From: Atri Rudra (atri@cs.washington.edu)
Date: Wed May 19 2004 - 02:25:46 PDT
Query Evaluation Techniques for Large Databases
------------------------------------------------------------
G. Graefe
This (humongous) survey looks at various techniques for query execution
for large databases with emphasis on complex queries. We looked at the
architecture of query execution engines; Sorting and Hashing; Disk access;
Aggregation algorithms based on nested loops, sorting and hashing; Binary
Matching algorithms based on nested loops, sorting and hashing; Scheduling
and resource allocation in complex queries; Nested Relations and Bit
Vector Filtering.
Here are my questions/comments:
(i) The one things that stood out for me in this paper is the omnipresence
of nested loops, sorting and hashing. Since this survey was written has
any new way of doing the algorithms evolved ? If not (which is my guess),
any particular reason for the non-existence of an alternate paradigm?
(ii) The interplay between logical and physical algebra is basically the
association of data structures to algorithms: which begs a question which
is perhaps related to the last one-- have any other "sophisticated" data
structures made their way into query execution ?
(iii) I found the references to iterators in the Sorting section
interesting as I have
used iterators in my project (though iterators were used there to go
through all possible database instances).
(iv) The part about using statistical information to create better hash
buckets (specially in the recursive partitioning case) seemed to be "ripe"
ground for using online learning techniques-- has there been any work in
this direction ?
(v) The author mentions aggregations where inputs items are not divided
into equivalence classes: do people use such queries in real life and/or
is there a motivating example for such unusual aggregates ?

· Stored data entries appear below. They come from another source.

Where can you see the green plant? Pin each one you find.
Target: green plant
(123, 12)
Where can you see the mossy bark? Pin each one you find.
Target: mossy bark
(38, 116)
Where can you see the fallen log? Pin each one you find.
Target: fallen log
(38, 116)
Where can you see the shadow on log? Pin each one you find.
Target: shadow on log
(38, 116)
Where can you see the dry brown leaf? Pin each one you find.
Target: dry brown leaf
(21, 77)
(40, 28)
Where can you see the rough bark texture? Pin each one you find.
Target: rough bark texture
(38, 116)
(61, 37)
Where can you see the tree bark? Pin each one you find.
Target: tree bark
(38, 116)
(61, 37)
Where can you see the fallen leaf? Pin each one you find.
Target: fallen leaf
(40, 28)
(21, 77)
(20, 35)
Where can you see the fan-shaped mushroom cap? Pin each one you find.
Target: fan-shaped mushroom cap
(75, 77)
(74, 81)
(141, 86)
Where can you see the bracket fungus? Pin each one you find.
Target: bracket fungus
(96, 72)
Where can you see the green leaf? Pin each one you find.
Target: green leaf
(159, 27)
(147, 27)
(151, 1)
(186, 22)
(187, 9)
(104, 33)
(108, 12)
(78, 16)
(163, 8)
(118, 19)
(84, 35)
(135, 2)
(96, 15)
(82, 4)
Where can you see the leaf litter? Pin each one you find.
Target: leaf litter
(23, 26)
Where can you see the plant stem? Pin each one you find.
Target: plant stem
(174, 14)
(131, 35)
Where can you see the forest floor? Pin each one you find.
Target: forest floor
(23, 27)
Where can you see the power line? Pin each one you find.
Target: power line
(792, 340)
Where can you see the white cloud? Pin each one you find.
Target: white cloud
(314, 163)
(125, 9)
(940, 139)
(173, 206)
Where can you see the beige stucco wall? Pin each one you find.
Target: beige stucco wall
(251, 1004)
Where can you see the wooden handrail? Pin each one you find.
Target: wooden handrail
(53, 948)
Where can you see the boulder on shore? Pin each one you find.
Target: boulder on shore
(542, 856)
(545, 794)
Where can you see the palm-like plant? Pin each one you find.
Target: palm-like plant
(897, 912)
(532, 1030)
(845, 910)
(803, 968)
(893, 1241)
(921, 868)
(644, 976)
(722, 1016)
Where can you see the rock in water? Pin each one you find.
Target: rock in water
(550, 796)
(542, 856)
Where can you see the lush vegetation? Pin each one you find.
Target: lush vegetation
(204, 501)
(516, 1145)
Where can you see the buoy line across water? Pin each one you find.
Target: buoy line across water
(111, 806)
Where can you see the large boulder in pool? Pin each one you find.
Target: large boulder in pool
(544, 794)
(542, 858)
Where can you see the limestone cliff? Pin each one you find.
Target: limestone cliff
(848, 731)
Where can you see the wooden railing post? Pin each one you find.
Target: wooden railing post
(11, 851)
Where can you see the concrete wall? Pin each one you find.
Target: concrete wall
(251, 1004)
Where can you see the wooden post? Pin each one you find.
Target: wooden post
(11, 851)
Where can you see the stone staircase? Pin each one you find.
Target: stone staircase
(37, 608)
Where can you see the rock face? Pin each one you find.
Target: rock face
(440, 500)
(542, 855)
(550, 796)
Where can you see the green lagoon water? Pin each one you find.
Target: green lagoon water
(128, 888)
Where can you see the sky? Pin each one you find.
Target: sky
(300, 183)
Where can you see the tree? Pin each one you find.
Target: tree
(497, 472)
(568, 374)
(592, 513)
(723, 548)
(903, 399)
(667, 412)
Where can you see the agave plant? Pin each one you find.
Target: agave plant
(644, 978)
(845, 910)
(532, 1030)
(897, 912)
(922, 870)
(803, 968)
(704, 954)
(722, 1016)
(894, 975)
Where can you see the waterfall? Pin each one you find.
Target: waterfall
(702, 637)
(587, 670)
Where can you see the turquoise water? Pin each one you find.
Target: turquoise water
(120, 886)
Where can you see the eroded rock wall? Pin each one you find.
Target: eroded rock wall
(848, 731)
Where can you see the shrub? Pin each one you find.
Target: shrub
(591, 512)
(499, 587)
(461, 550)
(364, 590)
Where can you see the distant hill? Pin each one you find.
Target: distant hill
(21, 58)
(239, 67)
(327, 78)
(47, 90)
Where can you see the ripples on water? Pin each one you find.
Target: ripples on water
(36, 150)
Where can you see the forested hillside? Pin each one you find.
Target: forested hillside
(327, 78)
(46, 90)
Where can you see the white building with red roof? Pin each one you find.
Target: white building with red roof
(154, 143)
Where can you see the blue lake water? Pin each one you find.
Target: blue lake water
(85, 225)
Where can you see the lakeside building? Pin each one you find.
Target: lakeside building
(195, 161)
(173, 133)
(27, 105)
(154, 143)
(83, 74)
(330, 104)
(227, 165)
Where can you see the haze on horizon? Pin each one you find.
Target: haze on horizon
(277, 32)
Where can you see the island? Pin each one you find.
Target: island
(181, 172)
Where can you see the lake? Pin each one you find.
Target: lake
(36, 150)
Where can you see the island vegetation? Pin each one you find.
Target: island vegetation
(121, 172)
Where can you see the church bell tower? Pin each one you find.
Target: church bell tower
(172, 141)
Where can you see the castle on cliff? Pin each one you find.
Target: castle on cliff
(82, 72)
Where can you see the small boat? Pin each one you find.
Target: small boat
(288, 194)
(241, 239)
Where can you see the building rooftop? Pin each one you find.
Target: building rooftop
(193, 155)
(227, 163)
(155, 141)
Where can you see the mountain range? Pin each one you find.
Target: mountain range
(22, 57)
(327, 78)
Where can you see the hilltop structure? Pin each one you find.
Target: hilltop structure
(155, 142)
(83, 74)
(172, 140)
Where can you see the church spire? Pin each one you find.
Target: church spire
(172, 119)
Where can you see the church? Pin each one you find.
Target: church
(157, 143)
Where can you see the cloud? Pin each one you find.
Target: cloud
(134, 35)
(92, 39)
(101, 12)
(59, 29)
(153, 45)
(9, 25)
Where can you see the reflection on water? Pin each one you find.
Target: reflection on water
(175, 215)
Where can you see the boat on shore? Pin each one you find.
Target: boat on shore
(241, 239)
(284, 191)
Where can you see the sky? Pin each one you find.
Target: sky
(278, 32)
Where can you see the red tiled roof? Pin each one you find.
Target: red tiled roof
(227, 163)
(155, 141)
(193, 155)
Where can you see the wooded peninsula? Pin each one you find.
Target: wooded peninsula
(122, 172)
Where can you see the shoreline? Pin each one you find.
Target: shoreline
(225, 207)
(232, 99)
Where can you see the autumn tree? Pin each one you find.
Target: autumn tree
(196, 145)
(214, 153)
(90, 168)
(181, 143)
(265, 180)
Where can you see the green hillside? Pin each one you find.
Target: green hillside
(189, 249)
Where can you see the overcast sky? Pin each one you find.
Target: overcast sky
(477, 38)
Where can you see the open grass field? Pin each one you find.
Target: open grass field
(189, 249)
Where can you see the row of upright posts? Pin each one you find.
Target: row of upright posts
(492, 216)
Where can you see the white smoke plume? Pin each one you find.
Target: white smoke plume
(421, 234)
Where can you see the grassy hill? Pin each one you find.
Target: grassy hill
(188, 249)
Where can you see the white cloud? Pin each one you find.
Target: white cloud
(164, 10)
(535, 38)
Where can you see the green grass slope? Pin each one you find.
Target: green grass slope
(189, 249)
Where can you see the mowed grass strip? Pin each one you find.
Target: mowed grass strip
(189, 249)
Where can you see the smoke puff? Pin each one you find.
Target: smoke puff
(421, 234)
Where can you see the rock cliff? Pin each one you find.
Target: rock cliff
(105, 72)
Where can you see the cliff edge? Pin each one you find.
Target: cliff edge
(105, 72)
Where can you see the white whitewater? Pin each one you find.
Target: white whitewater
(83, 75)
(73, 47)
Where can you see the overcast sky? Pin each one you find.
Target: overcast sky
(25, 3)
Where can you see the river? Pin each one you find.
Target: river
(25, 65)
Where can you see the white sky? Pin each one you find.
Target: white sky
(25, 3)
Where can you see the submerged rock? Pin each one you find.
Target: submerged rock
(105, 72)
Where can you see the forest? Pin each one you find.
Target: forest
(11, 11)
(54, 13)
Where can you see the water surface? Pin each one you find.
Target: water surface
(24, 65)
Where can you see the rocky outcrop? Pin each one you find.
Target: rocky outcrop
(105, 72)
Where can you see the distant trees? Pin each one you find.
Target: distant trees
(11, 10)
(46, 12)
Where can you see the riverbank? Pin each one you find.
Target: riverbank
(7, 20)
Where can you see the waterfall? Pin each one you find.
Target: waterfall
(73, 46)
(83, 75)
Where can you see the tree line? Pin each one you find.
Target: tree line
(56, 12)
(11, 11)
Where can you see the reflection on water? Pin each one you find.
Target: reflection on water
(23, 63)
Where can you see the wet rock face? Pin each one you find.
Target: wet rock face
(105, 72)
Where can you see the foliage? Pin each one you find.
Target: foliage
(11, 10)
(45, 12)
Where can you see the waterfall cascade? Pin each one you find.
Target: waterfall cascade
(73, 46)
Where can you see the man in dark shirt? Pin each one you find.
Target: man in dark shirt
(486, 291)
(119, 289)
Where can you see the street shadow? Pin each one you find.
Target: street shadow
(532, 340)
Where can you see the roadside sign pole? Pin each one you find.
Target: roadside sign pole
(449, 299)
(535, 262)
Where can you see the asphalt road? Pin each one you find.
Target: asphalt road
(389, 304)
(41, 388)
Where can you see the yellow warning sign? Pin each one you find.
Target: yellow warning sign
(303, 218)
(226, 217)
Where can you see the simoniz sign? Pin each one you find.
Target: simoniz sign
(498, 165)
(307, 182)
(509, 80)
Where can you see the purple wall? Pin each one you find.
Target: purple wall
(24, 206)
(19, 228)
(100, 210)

(vi) The author says things like what would
happen if object oriented databases completely take over relational
databases which is interesting in the view of the Decade of turmoil paper
we read earlier in the quarter.
(vii) The author mentions some work using classical economic concepts in
Sec 8. Two questions: (i) was the work done in the online or offline case
and (ii) [This is way off on the tangent] Has there been work using
game theory to solve some database problem ?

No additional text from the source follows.